Opinia nr 308032
Po raz pierwszy miałam okazję przygotować danie z dzika. Nigdy wcześniej nie udało mi się kupić dziczyzny, a w rodzinie i wśród znajomych myśliwych nie mam (no chyba, że o czymś nie wiem). Aż któregoś dnia będąc na zakupach wypatrzyłam mięso gulaszowe z dzika i postanowiłam spróbować. A co, w końcu człowiek uczy się całe życie. Trochę podpytałam na Facebooku, żeby się zorientować, co z tym mięsem trzeba zrobić, aby było smaczne.

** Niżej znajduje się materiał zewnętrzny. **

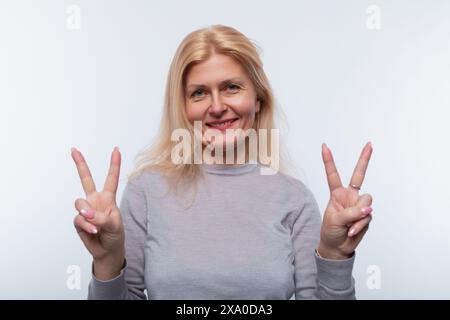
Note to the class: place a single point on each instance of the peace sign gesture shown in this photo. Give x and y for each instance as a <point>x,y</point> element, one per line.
<point>348,214</point>
<point>98,223</point>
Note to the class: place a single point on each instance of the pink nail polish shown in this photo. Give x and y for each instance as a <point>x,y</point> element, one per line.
<point>366,210</point>
<point>87,213</point>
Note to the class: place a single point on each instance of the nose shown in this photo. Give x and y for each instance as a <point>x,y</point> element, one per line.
<point>217,107</point>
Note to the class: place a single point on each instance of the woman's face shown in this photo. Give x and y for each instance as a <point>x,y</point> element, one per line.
<point>217,91</point>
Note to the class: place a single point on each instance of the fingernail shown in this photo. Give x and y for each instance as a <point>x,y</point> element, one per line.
<point>366,210</point>
<point>87,213</point>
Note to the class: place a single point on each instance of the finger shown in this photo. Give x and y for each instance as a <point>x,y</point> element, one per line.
<point>83,171</point>
<point>351,215</point>
<point>362,201</point>
<point>112,180</point>
<point>334,181</point>
<point>359,226</point>
<point>81,225</point>
<point>361,167</point>
<point>97,218</point>
<point>356,239</point>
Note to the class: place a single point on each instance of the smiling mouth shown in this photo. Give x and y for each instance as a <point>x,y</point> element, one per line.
<point>222,125</point>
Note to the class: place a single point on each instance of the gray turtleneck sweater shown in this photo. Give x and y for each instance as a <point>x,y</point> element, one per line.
<point>245,236</point>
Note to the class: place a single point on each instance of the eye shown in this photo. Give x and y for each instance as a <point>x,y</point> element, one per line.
<point>197,93</point>
<point>233,87</point>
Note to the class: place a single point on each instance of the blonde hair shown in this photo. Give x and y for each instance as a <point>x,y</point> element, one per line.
<point>196,47</point>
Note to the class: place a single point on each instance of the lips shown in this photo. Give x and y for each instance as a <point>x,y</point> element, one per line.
<point>221,125</point>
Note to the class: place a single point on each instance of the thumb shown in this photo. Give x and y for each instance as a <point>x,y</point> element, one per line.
<point>102,220</point>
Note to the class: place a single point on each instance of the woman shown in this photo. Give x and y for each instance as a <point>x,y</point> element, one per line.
<point>245,235</point>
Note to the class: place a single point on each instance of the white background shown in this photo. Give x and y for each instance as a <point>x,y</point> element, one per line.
<point>336,80</point>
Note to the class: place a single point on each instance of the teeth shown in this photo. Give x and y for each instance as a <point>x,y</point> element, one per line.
<point>221,124</point>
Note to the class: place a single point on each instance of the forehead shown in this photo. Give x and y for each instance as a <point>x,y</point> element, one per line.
<point>214,70</point>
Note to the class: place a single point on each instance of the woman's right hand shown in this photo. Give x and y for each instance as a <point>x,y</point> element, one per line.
<point>98,223</point>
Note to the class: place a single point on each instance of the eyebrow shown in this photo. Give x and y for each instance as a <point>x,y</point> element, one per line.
<point>235,79</point>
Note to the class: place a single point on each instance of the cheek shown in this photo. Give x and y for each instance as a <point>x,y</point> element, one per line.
<point>245,107</point>
<point>194,111</point>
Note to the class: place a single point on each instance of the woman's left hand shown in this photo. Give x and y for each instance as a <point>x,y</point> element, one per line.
<point>348,214</point>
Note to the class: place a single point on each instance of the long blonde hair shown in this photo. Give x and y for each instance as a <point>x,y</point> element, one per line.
<point>196,47</point>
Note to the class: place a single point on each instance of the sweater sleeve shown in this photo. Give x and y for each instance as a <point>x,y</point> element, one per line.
<point>316,277</point>
<point>130,283</point>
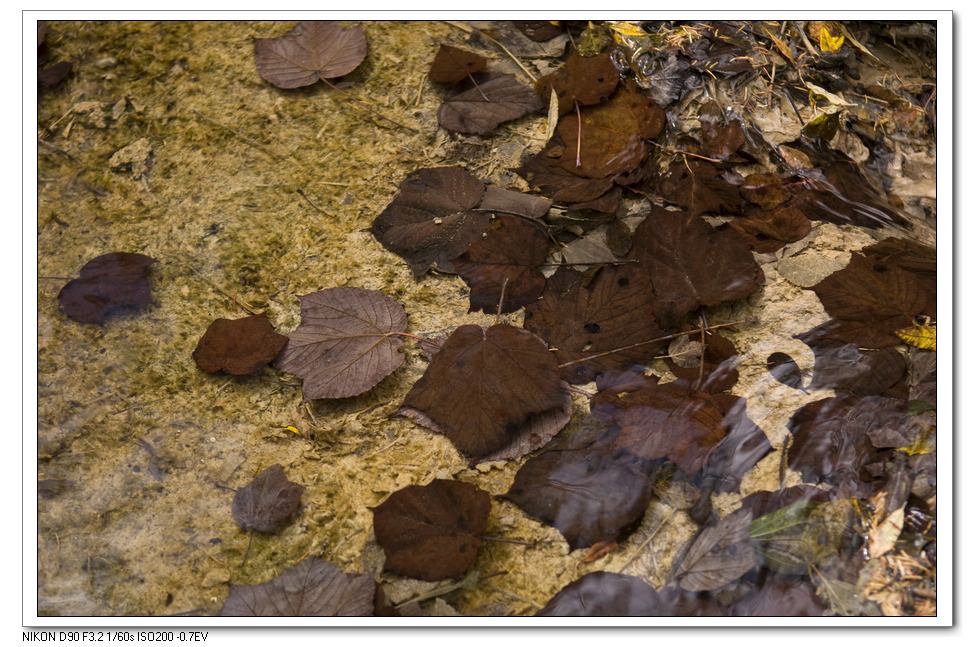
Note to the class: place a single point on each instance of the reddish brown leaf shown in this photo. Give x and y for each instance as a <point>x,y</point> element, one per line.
<point>613,311</point>
<point>313,50</point>
<point>692,264</point>
<point>266,501</point>
<point>451,64</point>
<point>507,258</point>
<point>432,532</point>
<point>313,587</point>
<point>107,283</point>
<point>613,135</point>
<point>586,80</point>
<point>238,346</point>
<point>486,103</point>
<point>484,387</point>
<point>344,345</point>
<point>430,222</point>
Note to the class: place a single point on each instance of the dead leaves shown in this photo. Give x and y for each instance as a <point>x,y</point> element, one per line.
<point>314,50</point>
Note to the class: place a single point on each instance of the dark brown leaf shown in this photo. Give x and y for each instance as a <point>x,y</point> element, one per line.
<point>430,222</point>
<point>266,501</point>
<point>345,344</point>
<point>613,311</point>
<point>313,587</point>
<point>313,50</point>
<point>432,532</point>
<point>479,109</point>
<point>451,64</point>
<point>692,264</point>
<point>107,283</point>
<point>484,387</point>
<point>239,346</point>
<point>508,258</point>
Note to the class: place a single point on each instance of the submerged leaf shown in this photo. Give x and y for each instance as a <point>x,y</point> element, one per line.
<point>432,532</point>
<point>313,587</point>
<point>345,344</point>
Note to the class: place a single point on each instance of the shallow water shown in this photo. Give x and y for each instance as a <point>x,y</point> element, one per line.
<point>254,196</point>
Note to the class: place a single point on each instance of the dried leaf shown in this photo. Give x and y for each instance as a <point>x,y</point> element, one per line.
<point>345,344</point>
<point>432,532</point>
<point>313,50</point>
<point>313,587</point>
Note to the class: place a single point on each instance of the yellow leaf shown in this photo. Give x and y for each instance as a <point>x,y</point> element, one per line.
<point>924,337</point>
<point>829,43</point>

No i okazało się, że najważniejszą sprawą jest przemrożenie mięsa, które nie wymaga potem długiego marynowania. Jako, że mięso miałam zamrożone to nie było problemu... ale większość przepisów, które udało mi się znaleźć było niezwykle do siebie podobnych: marchewka, seler, pietruszka i czerwone wytrawne wino... a ja chciałam trochę inaczej. No i jak chciałam tak też zrobiłam i wyszło pyszne danie, które podałam z ugotowaną na półsypko kaszą jęczmienną i surówką z kiszonego ogórka.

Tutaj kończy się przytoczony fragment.